LEMURS dataset: Large-scale multi-detector ElectroMagnetic Universal Representation of Showers
Peter McKeown, Piyush Raikwar, Anna Zaborowska
TL;DR
LEMURS tackles the need for scalable, cross-detector fast calorimeter simulations by providing a large-scale electromagnetic shower dataset across five detectors with diverse geometries. It introduces the Universal grid Representation to describe showers in a detector-agnostic, high-granularity 3D voxel grid, enabling transfer of fast-simulation concepts between detectors. The dataset comprises nearly 1 million EM showers per detector for training and a carefully designed 1,000-shower testing grid for physics validation, generated with Geant4 Par04 via the ddfastsim workflow and released openly in HDF5. This open resource, together with reproducible code and validation demonstrating practical utility (e.g., CaloDiT-2 pretraining), supports benchmarking, cross-detector studies, and foundation-model development in calorimetry for high-energy physics.
Abstract
We present LEMURS: an extensive dataset of simulated calorimeter showers designed to support the development and benchmarking of fast simulation methods in high-energy physics, most notably providing a step towards the development of foundation models.
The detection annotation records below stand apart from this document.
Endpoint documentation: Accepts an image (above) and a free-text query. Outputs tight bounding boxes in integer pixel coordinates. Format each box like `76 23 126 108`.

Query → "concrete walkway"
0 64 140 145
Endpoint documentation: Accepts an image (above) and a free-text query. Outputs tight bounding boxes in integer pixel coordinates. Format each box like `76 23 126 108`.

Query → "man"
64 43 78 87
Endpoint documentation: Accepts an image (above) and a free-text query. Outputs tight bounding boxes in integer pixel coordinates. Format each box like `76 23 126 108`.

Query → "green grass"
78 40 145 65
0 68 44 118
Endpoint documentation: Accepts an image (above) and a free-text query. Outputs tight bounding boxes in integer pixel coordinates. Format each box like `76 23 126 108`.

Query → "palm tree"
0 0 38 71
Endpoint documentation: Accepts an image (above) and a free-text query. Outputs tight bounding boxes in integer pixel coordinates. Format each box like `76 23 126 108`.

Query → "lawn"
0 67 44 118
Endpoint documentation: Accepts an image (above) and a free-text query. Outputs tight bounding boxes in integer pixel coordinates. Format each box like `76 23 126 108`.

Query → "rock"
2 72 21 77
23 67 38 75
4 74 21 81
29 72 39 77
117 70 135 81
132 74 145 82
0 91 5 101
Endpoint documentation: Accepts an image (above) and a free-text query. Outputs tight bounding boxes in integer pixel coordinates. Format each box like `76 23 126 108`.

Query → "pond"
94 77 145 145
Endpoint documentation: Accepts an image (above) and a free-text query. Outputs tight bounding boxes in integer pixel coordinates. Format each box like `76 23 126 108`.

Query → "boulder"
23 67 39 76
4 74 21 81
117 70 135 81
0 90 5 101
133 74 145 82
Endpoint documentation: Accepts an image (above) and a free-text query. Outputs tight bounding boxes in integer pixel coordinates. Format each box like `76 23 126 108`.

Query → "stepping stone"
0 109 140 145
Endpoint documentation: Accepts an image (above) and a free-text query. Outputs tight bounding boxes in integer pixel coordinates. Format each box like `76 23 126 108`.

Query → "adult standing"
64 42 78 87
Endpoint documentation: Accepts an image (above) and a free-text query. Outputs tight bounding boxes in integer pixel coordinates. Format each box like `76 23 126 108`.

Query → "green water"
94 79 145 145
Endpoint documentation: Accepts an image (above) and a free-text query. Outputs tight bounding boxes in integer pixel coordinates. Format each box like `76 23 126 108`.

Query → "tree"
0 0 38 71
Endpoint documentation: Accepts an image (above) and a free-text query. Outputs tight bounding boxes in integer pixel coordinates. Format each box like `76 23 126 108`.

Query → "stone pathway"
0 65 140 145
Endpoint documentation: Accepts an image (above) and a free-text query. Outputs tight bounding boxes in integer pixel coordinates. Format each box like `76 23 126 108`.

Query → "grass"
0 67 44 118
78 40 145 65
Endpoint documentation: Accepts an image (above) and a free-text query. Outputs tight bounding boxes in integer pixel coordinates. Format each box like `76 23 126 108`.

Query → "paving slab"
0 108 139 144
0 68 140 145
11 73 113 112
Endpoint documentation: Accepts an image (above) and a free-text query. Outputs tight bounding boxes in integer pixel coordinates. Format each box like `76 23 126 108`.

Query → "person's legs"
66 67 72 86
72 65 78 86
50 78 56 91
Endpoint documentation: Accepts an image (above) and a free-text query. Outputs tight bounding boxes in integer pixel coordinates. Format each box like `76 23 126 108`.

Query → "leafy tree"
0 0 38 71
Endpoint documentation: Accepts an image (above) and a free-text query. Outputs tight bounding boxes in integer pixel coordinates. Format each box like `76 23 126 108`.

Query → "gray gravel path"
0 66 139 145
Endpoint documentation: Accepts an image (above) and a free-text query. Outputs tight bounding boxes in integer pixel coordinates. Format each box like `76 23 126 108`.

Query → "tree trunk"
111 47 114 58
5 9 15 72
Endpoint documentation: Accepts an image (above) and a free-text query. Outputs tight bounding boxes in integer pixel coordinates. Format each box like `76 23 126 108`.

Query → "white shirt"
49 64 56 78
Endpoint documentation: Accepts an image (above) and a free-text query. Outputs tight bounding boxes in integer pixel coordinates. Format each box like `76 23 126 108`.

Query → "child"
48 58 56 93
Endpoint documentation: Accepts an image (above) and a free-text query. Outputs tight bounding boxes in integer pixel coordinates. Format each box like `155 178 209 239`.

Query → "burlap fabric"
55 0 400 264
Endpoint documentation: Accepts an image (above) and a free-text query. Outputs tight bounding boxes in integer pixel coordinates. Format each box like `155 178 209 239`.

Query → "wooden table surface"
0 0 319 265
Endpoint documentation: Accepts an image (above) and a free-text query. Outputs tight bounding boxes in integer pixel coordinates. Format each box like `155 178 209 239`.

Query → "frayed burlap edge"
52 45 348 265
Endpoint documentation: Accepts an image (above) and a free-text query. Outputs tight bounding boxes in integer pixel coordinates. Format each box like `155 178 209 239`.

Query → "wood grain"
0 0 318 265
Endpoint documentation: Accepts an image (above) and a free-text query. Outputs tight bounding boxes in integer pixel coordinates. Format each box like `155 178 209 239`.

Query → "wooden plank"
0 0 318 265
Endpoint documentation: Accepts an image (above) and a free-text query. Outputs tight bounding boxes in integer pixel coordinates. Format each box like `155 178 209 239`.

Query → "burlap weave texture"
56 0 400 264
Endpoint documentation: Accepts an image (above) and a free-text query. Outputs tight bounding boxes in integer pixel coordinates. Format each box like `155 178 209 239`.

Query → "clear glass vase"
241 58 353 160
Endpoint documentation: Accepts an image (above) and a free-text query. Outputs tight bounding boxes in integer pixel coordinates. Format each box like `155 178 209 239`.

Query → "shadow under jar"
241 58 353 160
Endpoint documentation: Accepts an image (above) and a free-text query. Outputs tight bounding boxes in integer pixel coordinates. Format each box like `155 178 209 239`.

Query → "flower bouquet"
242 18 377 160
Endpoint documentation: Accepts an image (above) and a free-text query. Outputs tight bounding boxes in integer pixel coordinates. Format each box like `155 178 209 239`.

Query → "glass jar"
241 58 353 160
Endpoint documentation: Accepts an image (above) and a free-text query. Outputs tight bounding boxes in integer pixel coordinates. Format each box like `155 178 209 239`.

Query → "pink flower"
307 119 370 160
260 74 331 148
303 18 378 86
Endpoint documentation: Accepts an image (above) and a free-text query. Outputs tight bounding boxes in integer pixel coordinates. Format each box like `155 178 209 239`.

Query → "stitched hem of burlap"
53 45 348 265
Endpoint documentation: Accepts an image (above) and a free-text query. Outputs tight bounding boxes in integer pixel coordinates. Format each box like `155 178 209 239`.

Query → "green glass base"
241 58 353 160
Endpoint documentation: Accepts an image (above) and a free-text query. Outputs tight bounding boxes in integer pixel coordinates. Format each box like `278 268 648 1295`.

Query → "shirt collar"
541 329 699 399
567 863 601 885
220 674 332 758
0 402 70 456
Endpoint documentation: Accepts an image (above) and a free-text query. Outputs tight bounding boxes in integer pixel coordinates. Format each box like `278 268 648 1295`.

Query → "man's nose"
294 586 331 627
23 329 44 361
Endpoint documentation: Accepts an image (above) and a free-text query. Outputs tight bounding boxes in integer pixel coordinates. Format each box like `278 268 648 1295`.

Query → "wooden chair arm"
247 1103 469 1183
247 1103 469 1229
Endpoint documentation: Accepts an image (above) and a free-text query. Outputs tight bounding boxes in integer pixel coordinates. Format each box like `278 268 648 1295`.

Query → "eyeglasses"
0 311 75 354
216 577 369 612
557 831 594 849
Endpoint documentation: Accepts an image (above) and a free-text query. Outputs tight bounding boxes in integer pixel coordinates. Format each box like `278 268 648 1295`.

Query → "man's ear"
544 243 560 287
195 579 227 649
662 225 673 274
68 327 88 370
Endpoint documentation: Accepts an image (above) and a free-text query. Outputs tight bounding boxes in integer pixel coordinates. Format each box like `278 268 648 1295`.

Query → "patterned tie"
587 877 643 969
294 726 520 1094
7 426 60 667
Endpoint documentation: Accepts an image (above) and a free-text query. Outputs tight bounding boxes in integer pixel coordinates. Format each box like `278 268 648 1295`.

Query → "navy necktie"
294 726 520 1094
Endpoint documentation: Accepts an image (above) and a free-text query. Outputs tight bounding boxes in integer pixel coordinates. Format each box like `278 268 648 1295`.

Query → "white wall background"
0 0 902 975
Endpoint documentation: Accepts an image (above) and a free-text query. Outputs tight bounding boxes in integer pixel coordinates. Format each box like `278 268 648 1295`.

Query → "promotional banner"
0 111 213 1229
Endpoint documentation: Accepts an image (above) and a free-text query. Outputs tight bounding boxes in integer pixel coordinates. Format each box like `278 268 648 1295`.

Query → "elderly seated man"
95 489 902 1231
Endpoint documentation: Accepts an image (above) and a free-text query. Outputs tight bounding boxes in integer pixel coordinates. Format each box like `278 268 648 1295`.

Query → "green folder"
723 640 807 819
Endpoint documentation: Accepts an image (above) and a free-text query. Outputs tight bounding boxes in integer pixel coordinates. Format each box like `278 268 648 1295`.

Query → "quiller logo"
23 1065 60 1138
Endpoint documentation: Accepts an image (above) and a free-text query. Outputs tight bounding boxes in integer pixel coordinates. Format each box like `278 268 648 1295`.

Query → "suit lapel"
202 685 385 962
This new dataset is more robust than the well-established CaloChallenge dataset 2, featuring substantially greater statistics, a wider range of incident angles in the detector, and most crucially multiple detector geometries (including more realistic calorimeters). The dataset is provided in HDF5 format, with a file structure inspired by the CaloChallenge shower representation while also including more variables. LEMURS scale and diversity make it particularly suitable for development of foundation models and has been used in the CaloDiT-2 model, a pre-trained model released in the community standard simulation toolkit Geant4 (version 11.4.beta). All data and code for generation and analysis are openly accessible, facilitating reproducibility and reuse across the community.